We’ll continue posting these charts until all our readers have had the chance to learn from them.
In the meantime, let’s have a look at another side of the issues discussed in yesterday’s post.
GREEN MOUSE SAYS: The curious case of the speeding ticket, the honest cop, his fuming chief and the city’s abject failure to calm downtown traffic.
… (The police officer) comes to the window and says “Ma’am, you were going 36.” After I said ok, he said he has to give me a ticket because the chief of police for Floyd County told him he had to write 5 tickets in that spot tonight.
A regular reader raises this interesting point.
Interesting story. Are we supposed to be sympathetic for a woman who was traveling at 144% of the speed limit? I realize that’s not the point, at all. But, still. 144%?

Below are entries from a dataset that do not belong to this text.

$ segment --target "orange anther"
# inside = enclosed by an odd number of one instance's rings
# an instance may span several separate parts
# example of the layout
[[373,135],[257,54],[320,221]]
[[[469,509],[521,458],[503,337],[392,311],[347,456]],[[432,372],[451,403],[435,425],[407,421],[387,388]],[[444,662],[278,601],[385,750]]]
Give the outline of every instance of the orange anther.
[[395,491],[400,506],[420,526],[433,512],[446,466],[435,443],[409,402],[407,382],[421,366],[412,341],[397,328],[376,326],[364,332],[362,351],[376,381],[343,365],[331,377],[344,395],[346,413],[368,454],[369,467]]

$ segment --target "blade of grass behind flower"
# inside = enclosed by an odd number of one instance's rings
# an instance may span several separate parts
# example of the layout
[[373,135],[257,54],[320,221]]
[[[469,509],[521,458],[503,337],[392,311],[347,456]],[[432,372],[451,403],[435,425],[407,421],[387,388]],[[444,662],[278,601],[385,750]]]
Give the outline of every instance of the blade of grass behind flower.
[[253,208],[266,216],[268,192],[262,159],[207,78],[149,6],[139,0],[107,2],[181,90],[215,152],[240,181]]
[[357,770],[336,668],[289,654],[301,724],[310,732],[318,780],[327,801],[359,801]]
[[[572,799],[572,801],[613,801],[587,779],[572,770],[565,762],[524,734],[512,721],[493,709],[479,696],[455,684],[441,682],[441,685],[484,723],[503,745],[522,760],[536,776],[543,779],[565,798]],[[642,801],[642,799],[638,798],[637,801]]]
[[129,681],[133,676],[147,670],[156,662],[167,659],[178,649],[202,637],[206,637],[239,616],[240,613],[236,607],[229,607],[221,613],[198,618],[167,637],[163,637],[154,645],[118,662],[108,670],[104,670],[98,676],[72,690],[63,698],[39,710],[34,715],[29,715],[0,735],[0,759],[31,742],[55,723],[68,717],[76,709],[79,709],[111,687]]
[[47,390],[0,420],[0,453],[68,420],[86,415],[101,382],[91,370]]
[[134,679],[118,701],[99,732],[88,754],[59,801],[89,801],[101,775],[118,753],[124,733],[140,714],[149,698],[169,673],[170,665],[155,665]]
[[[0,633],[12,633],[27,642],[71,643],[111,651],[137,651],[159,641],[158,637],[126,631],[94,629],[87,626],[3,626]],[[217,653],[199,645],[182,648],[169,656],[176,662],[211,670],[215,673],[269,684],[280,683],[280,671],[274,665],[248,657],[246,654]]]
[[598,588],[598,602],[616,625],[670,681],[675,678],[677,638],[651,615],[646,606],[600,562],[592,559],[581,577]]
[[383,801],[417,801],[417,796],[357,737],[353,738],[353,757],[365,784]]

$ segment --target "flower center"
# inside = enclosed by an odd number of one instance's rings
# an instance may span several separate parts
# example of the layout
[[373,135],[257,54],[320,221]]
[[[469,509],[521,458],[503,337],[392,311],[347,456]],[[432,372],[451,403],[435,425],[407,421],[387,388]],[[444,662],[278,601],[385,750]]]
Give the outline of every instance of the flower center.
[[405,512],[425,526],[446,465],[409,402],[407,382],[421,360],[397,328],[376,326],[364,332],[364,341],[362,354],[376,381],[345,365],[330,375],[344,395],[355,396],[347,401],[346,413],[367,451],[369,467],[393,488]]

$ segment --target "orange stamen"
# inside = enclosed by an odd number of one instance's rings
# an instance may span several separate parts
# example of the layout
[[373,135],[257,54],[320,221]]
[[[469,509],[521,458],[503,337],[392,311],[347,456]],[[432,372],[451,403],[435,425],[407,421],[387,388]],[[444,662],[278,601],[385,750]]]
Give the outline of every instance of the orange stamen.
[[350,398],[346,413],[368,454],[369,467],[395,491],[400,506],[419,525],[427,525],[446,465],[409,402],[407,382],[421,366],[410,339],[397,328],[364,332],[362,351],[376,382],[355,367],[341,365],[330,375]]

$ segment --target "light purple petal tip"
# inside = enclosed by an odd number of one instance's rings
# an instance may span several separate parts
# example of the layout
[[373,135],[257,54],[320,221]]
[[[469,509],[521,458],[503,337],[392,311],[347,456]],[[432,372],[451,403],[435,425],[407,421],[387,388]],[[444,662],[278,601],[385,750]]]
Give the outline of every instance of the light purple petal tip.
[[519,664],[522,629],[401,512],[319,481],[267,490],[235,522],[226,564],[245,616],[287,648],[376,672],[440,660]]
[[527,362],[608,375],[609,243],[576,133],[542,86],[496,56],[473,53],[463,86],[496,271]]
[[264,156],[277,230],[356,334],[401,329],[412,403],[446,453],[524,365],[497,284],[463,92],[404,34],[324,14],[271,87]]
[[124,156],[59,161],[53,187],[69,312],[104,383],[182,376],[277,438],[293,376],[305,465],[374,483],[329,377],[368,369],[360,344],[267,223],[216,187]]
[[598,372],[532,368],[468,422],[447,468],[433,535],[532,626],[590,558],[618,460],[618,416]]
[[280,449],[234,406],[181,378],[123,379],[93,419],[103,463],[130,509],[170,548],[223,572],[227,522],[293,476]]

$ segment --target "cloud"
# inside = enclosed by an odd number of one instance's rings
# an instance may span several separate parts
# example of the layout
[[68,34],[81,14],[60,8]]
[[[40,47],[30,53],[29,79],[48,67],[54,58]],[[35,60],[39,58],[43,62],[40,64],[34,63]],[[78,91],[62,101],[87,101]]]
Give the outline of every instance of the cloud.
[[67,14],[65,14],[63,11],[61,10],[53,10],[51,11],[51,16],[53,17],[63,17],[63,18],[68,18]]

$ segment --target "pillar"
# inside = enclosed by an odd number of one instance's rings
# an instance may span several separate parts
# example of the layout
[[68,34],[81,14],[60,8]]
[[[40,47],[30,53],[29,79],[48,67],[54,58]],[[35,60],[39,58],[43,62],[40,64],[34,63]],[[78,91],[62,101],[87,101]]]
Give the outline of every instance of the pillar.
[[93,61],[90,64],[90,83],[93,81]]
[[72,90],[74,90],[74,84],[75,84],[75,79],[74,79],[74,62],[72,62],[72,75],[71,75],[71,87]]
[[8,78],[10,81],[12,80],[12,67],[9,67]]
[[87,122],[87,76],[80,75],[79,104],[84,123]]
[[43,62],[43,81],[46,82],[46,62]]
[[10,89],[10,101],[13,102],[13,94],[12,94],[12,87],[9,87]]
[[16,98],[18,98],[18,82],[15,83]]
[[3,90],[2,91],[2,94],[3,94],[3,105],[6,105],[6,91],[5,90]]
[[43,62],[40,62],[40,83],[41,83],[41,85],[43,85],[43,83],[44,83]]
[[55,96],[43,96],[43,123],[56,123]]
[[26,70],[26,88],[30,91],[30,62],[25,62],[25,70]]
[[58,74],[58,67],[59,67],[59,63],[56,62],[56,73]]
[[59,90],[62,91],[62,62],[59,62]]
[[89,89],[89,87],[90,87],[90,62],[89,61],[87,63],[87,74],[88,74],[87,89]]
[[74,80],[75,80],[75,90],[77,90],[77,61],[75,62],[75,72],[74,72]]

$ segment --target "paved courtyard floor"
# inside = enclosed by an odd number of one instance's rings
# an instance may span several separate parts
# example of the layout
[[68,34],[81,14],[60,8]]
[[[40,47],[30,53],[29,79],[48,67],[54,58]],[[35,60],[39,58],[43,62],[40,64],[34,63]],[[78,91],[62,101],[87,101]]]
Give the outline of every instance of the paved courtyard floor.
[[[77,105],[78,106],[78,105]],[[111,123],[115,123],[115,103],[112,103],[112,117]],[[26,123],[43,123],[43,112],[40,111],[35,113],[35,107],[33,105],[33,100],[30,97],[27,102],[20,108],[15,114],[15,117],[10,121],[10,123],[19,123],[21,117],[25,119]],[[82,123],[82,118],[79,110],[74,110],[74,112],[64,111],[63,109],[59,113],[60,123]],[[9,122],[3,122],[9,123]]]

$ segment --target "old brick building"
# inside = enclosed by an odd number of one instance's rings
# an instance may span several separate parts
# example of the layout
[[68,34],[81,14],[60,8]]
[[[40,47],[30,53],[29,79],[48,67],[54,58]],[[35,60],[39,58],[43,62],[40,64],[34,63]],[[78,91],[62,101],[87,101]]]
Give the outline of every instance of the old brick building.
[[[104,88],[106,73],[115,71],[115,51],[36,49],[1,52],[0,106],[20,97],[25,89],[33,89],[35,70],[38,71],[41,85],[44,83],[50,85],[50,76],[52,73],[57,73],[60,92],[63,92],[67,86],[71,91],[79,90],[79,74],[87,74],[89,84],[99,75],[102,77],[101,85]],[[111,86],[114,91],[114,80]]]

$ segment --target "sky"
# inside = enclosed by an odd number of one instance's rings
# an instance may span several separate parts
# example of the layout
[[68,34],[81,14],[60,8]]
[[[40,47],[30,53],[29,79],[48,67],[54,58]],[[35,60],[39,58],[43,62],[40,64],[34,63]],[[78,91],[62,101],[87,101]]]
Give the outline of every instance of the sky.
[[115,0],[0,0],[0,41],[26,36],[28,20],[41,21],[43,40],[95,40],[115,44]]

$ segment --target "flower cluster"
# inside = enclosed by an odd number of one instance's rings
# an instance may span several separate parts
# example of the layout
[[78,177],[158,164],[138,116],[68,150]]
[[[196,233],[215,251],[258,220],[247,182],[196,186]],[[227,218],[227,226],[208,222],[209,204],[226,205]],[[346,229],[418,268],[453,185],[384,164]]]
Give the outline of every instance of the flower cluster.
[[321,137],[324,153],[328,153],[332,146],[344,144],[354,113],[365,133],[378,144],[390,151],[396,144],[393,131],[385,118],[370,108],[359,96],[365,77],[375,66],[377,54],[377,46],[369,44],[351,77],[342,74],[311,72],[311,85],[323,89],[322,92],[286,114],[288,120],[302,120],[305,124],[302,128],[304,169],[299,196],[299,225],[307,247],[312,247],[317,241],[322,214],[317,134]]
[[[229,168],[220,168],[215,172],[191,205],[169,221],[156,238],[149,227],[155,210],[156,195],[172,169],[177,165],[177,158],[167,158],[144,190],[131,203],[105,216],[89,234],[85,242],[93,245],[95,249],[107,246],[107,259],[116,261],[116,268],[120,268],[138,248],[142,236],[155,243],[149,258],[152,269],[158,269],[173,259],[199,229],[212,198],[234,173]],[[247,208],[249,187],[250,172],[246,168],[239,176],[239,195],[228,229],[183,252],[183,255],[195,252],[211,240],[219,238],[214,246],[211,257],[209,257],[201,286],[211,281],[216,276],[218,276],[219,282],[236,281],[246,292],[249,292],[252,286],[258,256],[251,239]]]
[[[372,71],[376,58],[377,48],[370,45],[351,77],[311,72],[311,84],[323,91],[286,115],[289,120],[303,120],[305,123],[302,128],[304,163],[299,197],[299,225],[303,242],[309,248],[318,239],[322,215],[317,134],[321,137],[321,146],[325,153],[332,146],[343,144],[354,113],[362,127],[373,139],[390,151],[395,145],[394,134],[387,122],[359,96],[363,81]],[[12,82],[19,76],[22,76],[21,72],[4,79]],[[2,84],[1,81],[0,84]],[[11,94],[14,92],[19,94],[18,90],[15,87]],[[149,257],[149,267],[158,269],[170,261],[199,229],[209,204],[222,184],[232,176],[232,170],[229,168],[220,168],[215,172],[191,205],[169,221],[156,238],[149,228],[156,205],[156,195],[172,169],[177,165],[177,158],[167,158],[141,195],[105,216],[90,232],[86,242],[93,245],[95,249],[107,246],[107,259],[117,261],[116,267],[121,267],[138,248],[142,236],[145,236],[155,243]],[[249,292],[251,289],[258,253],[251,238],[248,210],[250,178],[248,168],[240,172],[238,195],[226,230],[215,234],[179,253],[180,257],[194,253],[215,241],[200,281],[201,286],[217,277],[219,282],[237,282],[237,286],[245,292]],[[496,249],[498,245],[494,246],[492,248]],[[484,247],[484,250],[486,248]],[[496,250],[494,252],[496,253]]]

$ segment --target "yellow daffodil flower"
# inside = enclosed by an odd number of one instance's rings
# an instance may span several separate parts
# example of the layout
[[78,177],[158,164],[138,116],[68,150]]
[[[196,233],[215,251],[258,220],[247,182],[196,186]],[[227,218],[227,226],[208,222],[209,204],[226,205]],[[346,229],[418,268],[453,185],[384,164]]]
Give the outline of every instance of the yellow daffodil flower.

When I was tagged onto the driver’s original Facebook post, it occurred to me that (a) when the police monitor traffic on Spring Street, they generally do so from one or the other location, and (b) one of these locations is situated where the posted speed is 25 m.p.h., not 30 m.p.h.
It occurred to me to gently make this point on the driver’s post, but before I could get back to it, the post had disappeared. Now we know why; the chief of police intervened and the whole matter was swept safely under the rug.
Still, our reader’s point is valid: 144%?
36 m.p.h. in a 25 m.p.h. zone works out to 144% higher. Speed kills, and the case we’ve made time and again in these pages is that in densely populated areas, the very least we can do is have uniform 25 mph speeds, because with the requisite traffic calming measures as suggested by Jeff Speck and others, speeds might be brought far closer to the safer, lower m.p.h. than what passes for safety now.
By the way, when’s the last time you saw a semi or a wrecker being ticketed for speeding on Spring Street? Yeah, me either.
Unfortunately, another undisputed fact we’ve reported time and again in these pages is Mayor Jeff Gahan’s complete inability to understand any of this. His interpretation of the two-way streets project was to affix a shoddy veneer of action atop an underlying “business-as-usual” version of nothingness.
Or, to claim victory, monetize, rinse and repeat.
We can fix this in 2019.
Until then, yes, it is fairly common to receive speeding tickets when you’re traveling 11 m.p.h. above the limit, whatever the source of the police officer’s political directives.